Published on Sun, 04/03/2016 – 10:03pm

By Pam McDonald

[This is the second of a two-part series describing a new association in California for small Board and Care owner-operators. See Part 1 here.]

The significant differences between large assisted living communities and 6-bed board and care homes are the number of residents served and the revenues and resources available. This means there are distinctly different operational practices for each.

Operational Differences

California Board and Care Association President, Mylene Lee, says, “Understanding these operational differences – and, therefore, the most helpful kind of support – is what will enable CBCA to best serve its members.

“As an owner-operator of multiple board and care homes for over 12 years, I’ve belonged to several industry associations, but I felt alone and not well-supported. The leadership of those groups did not necessarily own small communities. They wanted quite a bit of money for services I didn’t particularly want. But, all of CBCA’s board are owners, which give us the perspective to really assist and champion our members.”

CBCA Initial Focus

Currently CBCA has 36 members who own 76 board and care homes. They also have 14 associate partners, vendors including home care, hospice, pharmacy, landscapers, etc. Initially, the Association will concentrate on:

  1. Advocacy;
  2. A united focus on improving board and care throughout California;
  3. A coordinated approach to resources and reduced costs through economies of scale; and
  4. Providing support, training, technology and professional development.

Mylene says making sure Association members understand and comply with regulations is a priority. “We want to get as close as possible with our regulators. That’s why our guest speaker at this month’s meeting was the Licensing Program Manager of the Sacramento Regional Office.

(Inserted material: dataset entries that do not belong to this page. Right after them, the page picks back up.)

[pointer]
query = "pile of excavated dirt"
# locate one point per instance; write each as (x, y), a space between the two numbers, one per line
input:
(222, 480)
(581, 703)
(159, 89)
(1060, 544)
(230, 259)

“We want greater familiarity with our evaluators so our members won’t be afraid they’ll ‘get in trouble’ just by talking with Licensing. We will keep them up to date on regulations, answer any questions they may have, and even contact Licensing on their behalf,” Mylene states.

CBCA Membership Benefits

Among other benefits of CBCA membership, Mylene lists:

  • monthly meetings with knowledgeable speakers
  • breakfast networking meetings
  • a talent bank of caregiving staff
  • discounts or special programs from referral agencies
  • prospect bank and commission-free referrals
  • information and referrals to affiliated vendors
  • professional development and training from experts to streamline practices and maximize profits
  • temporary management so owner/operators can go on vacation
  • updates and explanations of changes and additions to licensing regulations
  • tools for compliance
  • marketing assistance
  • in-service training of staff

Life Enrichment Activites Program

Also in development is a “life enrichment” activities program – that will include an activities director and, when membership reaches 300, a dedicated bus – to make outings to restaurants, movies and shopping, as well as excursions, more economically feasible.

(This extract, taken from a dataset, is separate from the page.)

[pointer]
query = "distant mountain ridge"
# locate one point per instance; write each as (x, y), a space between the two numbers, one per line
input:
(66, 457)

Mylene believes that at least among the Association’s members, board and care homes serve the highest acuity residents. She says, “We offer seniors lower rates, but can provide better care. A 1 to 3 staffing ratio is common. Also we don’t have to describe our environments as homelike – which is what most seniors want – because our communities actually are homes.

“It’s time,” Mylene concludes, “for owner/operators of board and care homes to be heard, to be recognized, and to be valued. CBCA really understands what board and care operators need and desire so they are able to be the better, smarter, more innovative business owners, licensees, and administrators of this generation.”